Runbook: Investigate a 5xx Spike

This runbook guides investigation of an elevated HTTP 5xx error rate in the production API.

Step 1: Confirm and Scope the Spike

Check the monitoring dashboard for:

Current 5xx rate vs. baseline.
Which endpoints are affected (all, or specific ones).
When the spike started.
Whether the spike correlates with a recent deployment.

# If using structured logs (Datadog, Grafana Loki, etc.) — adjust to your platform
# Example: count 5xx by endpoint in the last 10 minutes
grep '"status":5' /var/log/api/access.log | jq -r '.path' | sort | uniq -c | sort -rn | head 20

Step 2: Check Recent Deployments

If the spike started within 30 minutes of a deployment, rollback may be the fastest resolution. See docs/runbooks/rollback-release.md.

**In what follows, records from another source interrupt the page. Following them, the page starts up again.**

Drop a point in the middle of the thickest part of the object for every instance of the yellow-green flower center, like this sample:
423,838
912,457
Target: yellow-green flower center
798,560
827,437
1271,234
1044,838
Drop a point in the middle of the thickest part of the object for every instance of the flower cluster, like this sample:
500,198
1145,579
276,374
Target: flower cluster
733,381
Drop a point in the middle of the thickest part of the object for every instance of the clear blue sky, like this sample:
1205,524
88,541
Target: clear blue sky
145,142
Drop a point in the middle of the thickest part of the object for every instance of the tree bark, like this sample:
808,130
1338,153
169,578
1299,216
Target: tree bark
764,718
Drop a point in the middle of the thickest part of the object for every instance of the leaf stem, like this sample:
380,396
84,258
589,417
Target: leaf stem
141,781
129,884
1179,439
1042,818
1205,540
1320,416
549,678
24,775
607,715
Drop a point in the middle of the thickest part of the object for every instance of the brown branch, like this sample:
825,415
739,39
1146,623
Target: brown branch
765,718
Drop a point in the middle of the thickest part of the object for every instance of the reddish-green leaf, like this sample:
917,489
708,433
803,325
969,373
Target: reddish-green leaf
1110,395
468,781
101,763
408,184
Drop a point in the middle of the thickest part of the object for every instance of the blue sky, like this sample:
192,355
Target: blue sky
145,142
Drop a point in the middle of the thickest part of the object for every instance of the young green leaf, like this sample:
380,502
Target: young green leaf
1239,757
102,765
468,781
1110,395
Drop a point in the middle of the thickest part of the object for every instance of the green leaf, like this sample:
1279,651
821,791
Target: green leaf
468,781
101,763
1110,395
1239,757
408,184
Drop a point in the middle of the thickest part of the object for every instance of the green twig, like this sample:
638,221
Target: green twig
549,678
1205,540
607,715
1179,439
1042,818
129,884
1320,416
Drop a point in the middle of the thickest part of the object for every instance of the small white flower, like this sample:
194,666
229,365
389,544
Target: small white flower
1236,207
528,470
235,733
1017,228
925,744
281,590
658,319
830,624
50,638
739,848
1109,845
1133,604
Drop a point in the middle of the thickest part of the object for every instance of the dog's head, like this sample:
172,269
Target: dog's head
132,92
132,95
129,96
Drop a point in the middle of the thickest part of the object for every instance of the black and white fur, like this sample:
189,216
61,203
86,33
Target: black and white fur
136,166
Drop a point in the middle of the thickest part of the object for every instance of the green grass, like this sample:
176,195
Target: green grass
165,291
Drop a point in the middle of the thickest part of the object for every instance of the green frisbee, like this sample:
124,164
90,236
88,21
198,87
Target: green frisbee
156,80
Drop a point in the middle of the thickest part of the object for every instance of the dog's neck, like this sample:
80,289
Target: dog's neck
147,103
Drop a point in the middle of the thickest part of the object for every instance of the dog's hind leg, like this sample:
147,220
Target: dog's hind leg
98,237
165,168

# Check deployment history (adjust to your platform)
kubectl rollout history deployment/api

Step 3: Examine Application Logs

Filter for error-level logs and look for stack traces or repeated exceptions:

# Structured log query for errors in the last 5 minutes
# Adjust to your logging platform

# Example: recent error logs from the API container
kubectl logs deployment/api --since=5m | grep '"level":"error"'

Common patterns:

Pattern	Likely cause
`DbUpdateException`, `Npgsql` exceptions	Database issue — proceed to step 4
`SocketException`, `HttpRequestException`	Downstream service issue — proceed to step 5
`NullReferenceException`, `KeyNotFoundException`	Application bug — check recent commits
`Microsoft.Extensions.Options.OptionsValidationException`	Misconfiguration — check environment variables
`OutOfMemoryException`	Memory pressure — check container resource limits

Step 4: Check Database Health

# Check PostgreSQL connection count and active queries
psql "$PROD_DB_URL" -c """
  SELECT count(*) AS connection_count,
         state,
         wait_event_type,
         wait_event
  FROM pg_stat_activity
  GROUP BY state, wait_event_type, wait_event
  ORDER BY connection_count DESC;
"""

# Check for long-running queries (over 30 seconds)
psql "$PROD_DB_URL" -c """
  SELECT pid, now() - pg_stat_activity.query_start AS duration, query, state
  FROM pg_stat_activity
  WHERE state != 'idle'
    AND (now() - pg_stat_activity.query_start) > interval '30 seconds'
  ORDER BY duration DESC;
"""

If you see many connections in the waiting state or long-running queries, the database may be under lock contention. This can happen when:

A long migration is running.
A slow query is blocking others.
Connection pool exhaustion is occurring.

To terminate a blocking query:

SELECT pg_terminate_backend(pid)
FROM pg_stat_activity
WHERE pid = <blocking-pid>;

Check the Outbox health endpoint to confirm events are still being processed:

curl https://api.yourdomain.com/health

Step 5: Check Downstream Services

If application logs show network errors to a downstream service:

# Test connectivity from inside the API pod or container
kubectl exec deployment/api -- curl -f https://downstream-service.yourdomain.com/health

If the downstream service is unavailable, the fix may be outside your control. Options:

Enable a circuit breaker to fail fast rather than timing out.
Return a degraded response for affected features.
Display a maintenance message on the frontend.

Step 6: Check Memory and CPU

# Docker stats on the VPS
docker stats

# Per-service logs
docker compose -f /opt/your-app/infra/docker-compose.prod.yml logs api --tail 100

If memory is near the container limit:

Increase the memory limit temporarily.
Identify the source of the leak (add heap dumps if the platform supports it).
Plan a permanent fix.

Step 7: Engage the On-Call Engineer

If the spike is not resolved within 15 minutes and user impact is significant:

Page the engineering lead.
Post status to the team’s incident channel.
Consider whether a rollback is appropriate.

Step 8: Post-Incident

After the spike is resolved:

Confirm error rate has returned to baseline.
Document the root cause.
Create a follow-up ticket for the permanent fix.
If the spike was caused by a deployment, add a check to the deployment process to catch the issue earlier.